Lexus is the luxury vehicle division of Japanese automaker Toyota. The Lexus marque is marketed in over 70 countries and territories worldwide, has become Japan’s largest-selling make of premium cars, and has ranked among the ten largest Japanese global brands in market value. Lexus is headquartered in Nagoya, Japan. Operational centers are located in Brussels, Belgium, and the U.S. in Torrance, California.
Lexus originated from a corporate project to develop a new premium sedan, code-named F1, which began in 1983 and culminated in the launch of the Lexus LS in 1989. Subsequently, the division added sedan, coupé, convertible, and SUV models.
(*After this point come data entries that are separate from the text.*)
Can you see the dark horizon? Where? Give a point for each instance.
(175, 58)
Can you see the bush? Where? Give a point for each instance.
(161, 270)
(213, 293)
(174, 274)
Until 2005 Lexus did not exist as a brand in its home market and all vehicles marketed internationally as Lexus from 1989-2005 were released in Japan under the Toyota marque and an equivalent model name. In 2005, a hybrid version of the RX crossover debuted, and additional hybrid models later joined the division’s lineup. In 2007, Lexus launched its own F marque performance division with the debut of the IS F sport sedan, followed by the LFA supercar in 2009.
From the start of production, Lexus vehicles have been produced in Japan, with manufacturing centered in the Chūbu and Kyūshū regions, and in particular at Toyota’s Tahara, Aichi, Chūbu and Miyata, Fukuoka, Kyūshū plants. Assembly of the first Lexus built outside the country, the Ontario, Canada–produced RX 330, began in 2003. Following a corporate reorganization from 2001 to 2005, Lexus operates its own design, engineering, and manufacturing centers.
Since the 2000s (decade), Lexus has increased sales outside its largest market, the United States. The division inaugurated dealerships in Japan’s domestic market in 2005, becoming the first Japanese premium car marque to launch in its country of origin. The brand was introduced in Southeast Asia, Latin America, Europe, and other regions. The division’s lineup also reflects regional differences for model and powertrain configurations.